CS5414 (Fall 2012) Homework 4
Replication Architectures
Due: 11pm, 10/15/2012
Relative weight: 10 units
General Instructions.
You are expected to work alone on this assignment.
Submit your solution using CMS.
No late assignments will be accepted.
To facilitate grading, format your solutions as follows.
-
Put your name and net id on each page of your solution.
-
Typeset your solution, using 10 point or larger font and use 8.5 x 11 inch paper.
-
Use at most one page (both sides, if necessary) for each problem.
-
Start each problem's solution on a separate side.
Solutions that do not satisfy the formatting guidelines will be
returned, ungraded.
Problem 1
A stage is a process that, repeatedly,
receives a single input value,
applies a function to that value,
and then sends the result.
DO FOREVER
RECEIVE v FROM input
val := F(v)
SEND val TO output
END
Here, F(v) denotes a function evaluation
in the mathematical sense---the value of F(v) is unique,
depending only on v and not on other state or history.

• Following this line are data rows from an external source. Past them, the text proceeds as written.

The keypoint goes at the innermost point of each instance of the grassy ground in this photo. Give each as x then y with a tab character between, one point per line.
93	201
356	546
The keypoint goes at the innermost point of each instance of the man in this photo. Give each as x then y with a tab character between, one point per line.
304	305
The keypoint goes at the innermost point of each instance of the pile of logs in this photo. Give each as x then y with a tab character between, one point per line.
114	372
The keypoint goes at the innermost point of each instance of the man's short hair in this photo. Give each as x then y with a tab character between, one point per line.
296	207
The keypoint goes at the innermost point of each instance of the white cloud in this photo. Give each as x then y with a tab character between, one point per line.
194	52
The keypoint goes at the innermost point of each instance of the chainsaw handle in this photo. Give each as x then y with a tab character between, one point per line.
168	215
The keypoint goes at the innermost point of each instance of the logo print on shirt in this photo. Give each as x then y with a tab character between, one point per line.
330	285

So each output sent by a stage is completely independent of previous inputs
it has read and processed.
Given is a collection of stages S_1, S_2, ..., S_N,
where each stage potentially employs a different function for F.
We can construct a
stage pipeline
S_1 | S_2 | ... | S_n
by routing the output of each stage to the input of another,
in a linear fashion.
In particular. we connect the outputs stream from each stage S_i
(where i < N holds)
to the inputs stream to another stage S_{i+1}.
The inputs stream for the stage pipeline is defined to be the inputs stream to the first
stage S_1;
the outputs stream from the stage pipeline is defined to be the outputs stream from the
last stage S_N.
-
A causal message logging approach is being considered for
implementing fault-tolerance of a stage pipeline comprising N stages.

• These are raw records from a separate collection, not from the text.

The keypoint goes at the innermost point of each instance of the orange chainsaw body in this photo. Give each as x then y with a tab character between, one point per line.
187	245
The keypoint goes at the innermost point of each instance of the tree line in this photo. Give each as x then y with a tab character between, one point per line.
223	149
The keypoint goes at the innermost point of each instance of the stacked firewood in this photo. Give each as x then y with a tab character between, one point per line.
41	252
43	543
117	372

Assume Lamport's "happens before" relation is used to define causality for this system.
Describe the set of messages whose determinants must be logged by S_N
when it reads the kth input from its input channel.
-
Assume that a complete semantic characterization for causality in this system
is available and being employed by causal logging protocols.
(By thinking about the logic of the system you should be able to
derive such a characterization.)
Describe the set of messages whose determinants must be logged by S_N
when it reads the kth input from its input channel.
Problem 2
Replication and masking can be employed to create an
ensemble that has the same input/output
properties as a single stage but can tolerate as many as t stage replicas
that exhibit Byzantine behavior, as follows.
-
Create 2t+1 replicas of the stage, running each replica on a separate processor.
-
Use a suitable "consensus protocol" to ensure that all stage
replicas receive identical copies of their inputs stream.
-
Employ a 2t+1 input voter to generate the outputs stream from the
2t+1 replica ensemble of the stages.
Specifically, the outputs stream of each replica is connected to
a different one of the voter's inputs;
the ensemble's outputs stream is the stream of outputs that the voter then produces.

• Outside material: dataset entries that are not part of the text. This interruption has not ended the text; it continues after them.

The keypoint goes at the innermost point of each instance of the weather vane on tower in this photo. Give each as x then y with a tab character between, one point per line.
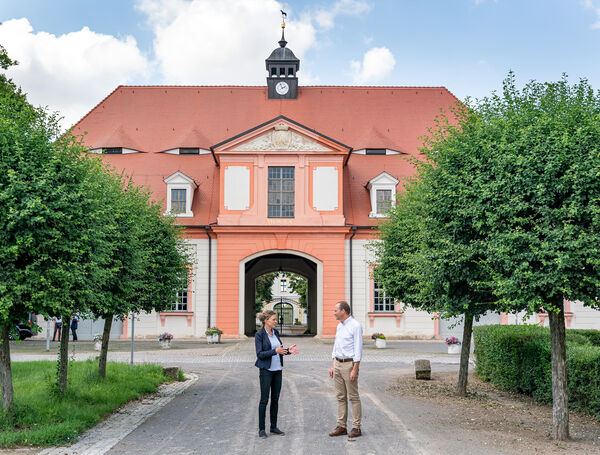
283	42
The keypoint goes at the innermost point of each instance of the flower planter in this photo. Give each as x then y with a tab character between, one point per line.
454	349
214	338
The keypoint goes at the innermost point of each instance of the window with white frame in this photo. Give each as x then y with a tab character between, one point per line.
382	190
281	192
180	194
381	302
181	299
178	200
384	201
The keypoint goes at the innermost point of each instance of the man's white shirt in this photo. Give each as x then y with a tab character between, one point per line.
348	340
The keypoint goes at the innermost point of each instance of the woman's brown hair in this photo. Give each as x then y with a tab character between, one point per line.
262	317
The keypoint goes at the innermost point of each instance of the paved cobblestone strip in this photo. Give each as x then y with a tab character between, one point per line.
104	436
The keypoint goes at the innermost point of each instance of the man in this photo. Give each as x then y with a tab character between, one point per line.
57	328
347	352
74	325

You may assume that the "consensus protocol"
never fails given and that no voter ever fails.
Here are two possible approaches for using replication to create a reliable
N-stage pipeline.
-
For each stage S_i, create an ensemble by
using the construction outlined above.
Then, connect these ensembles in sequence.
Thus, the voter output from each ensemble (except the last)
is read by the consensus protocol and
becomes the inputs sequence
to the replicas comprising the ensemble for successor stage S_{i+1}.
-
A stage pipeline SP viewed in toto has a
single inputs sequence and a single outputs sequence, so it can
itself be considered to be a single (large) stage.
Construct 2t+1 replicas SP_1, SP_2, ..., SP_N of stage pipeline SP, by
using the construction outlined above.
Thus, this new system has (only) a single voter,
which generates the outputs stream based on the outputs stream produced
by each of the 2t+1 stage pipeline replicas.
For both architectures, assume that processors executing pipeline stages can exhibit
Byzantine failures but assume that voters, communication lines, etc are fault-free
-
Characterize the sets of failures each architecture tolerates, as follows.
What is the smallest number of faulty processors that could cause erroneous output?
What is the largest number of faulty processors
that could be tolerated without necessarily causing erroneous output?
-
The delay in a stage pipeline is the time that elapses
from when an input is read by
the first stage until the corresponding output is produced by the last stage.
Give a characterization of the
delay exhibited by each of
the two architectures when there are no failures but
assuming that each different processor might run at some fixed but different speed.
Is one architecture likely to be faster than the other?
Justify this claim.